The key benefit from the government perspective of a PPP is the offloading of risk. In theory it should work well. The government specifies what it wants, hands over the problem to the PPP contractor, and then it’s up to the contractor to deliver before they get paid.
In practice, PPPs fail for the same reason government projects fail; the government can’t make up it’s mind what it wants, and is unrealistic in it’s expectations, and then needs to meddle. The other supposed benefit is that the government can just walk away from a mess, but in practice, that doesn’t happen either.
Turns out that PPP contractors can no more work miracles than can governments.
What I learned from PPP - its still garbage in, garbage out.
February 12th, 2008 at 4:16 am
The problem with No Right Turn’s post on Metronet is that it is half the story. The other half is that the OTHER PPP looking after the London Underground - Tube Lines - is doing well and within budget, the key difference appears to be that Metronet bit off more than it could chew, and its own internal procurement processes were poorly designed to optimise its supply chain. Of course if you look at how the rest of the tube was built under public ownership (and remember most of it was not) it was haphazard, well over budget, with massive overruns with timing and underinvestment in capacity (Jubilee line was the last example).
The Waterview extension is grossly overpriced (why have a tunnel?) and it wont recover most of its costs with a toll, so if the users and those who benefit from it wont pay for it, why build it? All of the arguments for public transport completely ignore that none of these can just be built, they have to be heavily subsidised to have fares people are prepared to pay for them. The Greens seem to have a fetish to subsidise people using transport, I don’t see why that is a good thing.
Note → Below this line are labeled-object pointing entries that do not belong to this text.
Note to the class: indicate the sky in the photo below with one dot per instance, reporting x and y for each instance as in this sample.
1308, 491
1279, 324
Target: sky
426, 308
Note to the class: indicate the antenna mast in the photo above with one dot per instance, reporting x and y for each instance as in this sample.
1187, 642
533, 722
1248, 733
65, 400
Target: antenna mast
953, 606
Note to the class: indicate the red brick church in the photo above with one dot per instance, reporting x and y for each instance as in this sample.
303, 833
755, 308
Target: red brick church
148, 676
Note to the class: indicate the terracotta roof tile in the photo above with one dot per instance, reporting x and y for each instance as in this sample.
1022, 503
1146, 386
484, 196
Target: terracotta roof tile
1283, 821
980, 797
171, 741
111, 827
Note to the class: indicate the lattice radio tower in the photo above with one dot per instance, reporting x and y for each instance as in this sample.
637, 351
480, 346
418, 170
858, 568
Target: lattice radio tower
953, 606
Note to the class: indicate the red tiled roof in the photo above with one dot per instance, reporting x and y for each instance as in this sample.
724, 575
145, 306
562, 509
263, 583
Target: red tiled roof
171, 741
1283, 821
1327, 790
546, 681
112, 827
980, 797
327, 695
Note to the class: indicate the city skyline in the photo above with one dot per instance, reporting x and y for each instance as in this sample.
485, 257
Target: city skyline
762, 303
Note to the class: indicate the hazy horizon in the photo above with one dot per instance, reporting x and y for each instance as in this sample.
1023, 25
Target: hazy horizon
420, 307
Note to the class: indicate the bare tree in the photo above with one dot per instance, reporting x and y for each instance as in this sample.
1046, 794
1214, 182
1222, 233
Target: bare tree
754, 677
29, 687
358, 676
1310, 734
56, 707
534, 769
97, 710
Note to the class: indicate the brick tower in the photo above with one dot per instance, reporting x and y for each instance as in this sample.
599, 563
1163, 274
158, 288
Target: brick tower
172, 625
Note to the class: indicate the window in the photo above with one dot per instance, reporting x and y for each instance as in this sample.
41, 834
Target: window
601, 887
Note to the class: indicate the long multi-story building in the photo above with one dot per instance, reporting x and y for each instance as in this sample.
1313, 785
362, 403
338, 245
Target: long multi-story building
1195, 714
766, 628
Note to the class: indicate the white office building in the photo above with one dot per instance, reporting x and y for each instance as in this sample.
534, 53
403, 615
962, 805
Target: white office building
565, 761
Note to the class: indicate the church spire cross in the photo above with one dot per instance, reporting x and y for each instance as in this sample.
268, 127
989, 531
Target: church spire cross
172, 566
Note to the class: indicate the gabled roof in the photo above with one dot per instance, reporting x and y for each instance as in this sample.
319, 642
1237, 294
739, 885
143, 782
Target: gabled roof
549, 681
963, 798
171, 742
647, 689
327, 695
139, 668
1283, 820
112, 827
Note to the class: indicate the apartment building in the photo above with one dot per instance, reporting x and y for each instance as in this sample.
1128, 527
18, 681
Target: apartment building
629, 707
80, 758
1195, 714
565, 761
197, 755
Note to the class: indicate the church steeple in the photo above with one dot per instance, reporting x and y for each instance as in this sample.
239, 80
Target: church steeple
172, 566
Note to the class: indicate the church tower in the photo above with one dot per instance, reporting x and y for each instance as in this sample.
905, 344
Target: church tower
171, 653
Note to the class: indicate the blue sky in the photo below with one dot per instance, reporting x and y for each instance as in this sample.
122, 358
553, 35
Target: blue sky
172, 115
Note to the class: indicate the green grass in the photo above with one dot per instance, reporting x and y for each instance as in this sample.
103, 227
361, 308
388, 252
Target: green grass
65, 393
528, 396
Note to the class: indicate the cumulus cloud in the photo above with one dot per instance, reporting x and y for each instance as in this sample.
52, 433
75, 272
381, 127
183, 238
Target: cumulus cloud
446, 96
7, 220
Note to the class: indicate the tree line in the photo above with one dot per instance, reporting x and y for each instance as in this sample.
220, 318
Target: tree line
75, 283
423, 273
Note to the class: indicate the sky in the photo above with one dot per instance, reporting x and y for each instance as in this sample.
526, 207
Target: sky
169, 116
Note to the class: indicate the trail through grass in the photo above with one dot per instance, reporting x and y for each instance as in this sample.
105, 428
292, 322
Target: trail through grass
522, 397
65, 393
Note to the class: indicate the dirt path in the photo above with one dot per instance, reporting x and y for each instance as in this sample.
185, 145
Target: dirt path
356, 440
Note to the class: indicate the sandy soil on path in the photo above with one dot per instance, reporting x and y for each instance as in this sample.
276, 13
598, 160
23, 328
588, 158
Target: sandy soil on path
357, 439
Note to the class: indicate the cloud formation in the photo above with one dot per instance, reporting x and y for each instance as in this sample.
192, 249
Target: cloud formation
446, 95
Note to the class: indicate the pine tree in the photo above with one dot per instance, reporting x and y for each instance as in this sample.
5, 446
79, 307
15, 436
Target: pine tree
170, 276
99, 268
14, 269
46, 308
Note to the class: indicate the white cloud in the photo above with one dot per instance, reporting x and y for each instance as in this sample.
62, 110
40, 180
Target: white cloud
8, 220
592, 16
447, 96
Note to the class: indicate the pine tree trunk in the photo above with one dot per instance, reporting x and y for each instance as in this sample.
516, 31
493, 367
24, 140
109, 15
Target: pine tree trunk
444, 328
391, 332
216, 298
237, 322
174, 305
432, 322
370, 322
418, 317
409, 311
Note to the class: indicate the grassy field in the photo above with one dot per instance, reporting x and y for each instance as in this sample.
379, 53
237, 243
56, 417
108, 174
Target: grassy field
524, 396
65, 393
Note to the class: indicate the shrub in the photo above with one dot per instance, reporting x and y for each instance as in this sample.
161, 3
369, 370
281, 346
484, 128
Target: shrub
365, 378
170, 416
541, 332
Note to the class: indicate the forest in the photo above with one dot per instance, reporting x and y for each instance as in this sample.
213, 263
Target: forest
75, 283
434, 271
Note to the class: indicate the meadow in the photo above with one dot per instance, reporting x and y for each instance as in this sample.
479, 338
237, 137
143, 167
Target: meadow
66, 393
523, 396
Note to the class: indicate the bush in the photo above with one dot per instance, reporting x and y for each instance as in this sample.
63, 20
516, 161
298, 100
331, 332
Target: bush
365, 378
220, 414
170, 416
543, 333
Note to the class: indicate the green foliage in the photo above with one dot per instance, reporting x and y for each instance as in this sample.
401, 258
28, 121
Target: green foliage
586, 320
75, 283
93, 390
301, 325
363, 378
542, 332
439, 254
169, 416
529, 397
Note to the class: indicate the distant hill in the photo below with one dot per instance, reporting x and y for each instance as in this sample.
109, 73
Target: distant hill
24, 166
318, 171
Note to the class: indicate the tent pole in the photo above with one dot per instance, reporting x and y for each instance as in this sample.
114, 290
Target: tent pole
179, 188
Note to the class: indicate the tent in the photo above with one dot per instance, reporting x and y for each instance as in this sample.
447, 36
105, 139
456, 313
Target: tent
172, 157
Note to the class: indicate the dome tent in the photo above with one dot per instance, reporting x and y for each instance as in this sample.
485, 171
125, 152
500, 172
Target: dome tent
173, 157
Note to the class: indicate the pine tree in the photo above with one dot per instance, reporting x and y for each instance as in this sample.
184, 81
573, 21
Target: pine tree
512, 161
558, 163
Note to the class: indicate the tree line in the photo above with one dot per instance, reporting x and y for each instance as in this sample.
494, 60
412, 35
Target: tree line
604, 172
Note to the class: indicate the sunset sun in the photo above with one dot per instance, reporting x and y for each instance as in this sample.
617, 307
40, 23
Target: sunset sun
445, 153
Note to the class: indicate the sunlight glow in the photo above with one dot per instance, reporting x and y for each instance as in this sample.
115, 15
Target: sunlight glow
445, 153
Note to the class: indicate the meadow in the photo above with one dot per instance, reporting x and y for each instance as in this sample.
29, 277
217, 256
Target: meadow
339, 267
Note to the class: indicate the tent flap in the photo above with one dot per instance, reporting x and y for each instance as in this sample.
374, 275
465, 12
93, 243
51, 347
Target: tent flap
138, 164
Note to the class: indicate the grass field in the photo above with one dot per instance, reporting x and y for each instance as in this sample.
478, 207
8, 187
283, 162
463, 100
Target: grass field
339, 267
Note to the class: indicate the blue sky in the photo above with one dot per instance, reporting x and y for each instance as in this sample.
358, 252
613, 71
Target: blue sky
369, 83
There is a good reason to borrow to fund major projects and repay from proceeds collected from those who benefit from it, mainly because the benefits are generated by future users, not from current taxpayers.
Rail in Auckland is such an incredible waste of corridors and capacity and money, it costs a fortune per passenger to subsidise rail passenger movements in Auckland, and trips are far too widely dispersed to get the necessary economies of scale. Rail is mostly taking people from unsubsidised buses in Auckland - and it is useless for most freight movements despite the dreamy ideas of most.
February 12th, 2008 at 8:32 am
“unsubsidised buses”? I thought you said they were all subsidised?
February 13th, 2008 at 8:31 am
Some bus services in Auckland are commercially run, mainly those on isthmus corridors.
June 11th, 2008 at 9:49 pm
Public-private partnerships are great as long as they improve things. Improvements cost money and they have to be paid for some how, no one works for free. I personal have no problem with my government investing £2Bn to improve the tube in London (even though I don’t live in London) I would like the same sort of investment going into public transport in other cities in the UK as well. Charging car drivers ridiculously amounts of money for something and offering no alternative is just pure stupidity.
June 11th, 2008 at 9:50 pm
Public-private partnerships are great as long as they improve things. Improvements cost money and they have to be paid for some how, no one works for free. I personal have no problem with my government investing £2Bn to improve the tube in London (even though I don’t live in London) I would like the same sort of investment going into public transport in other cities in the UK as well. Charging car drivers ridiculous amounts of money for something and offering no alternative is just pure stupidity.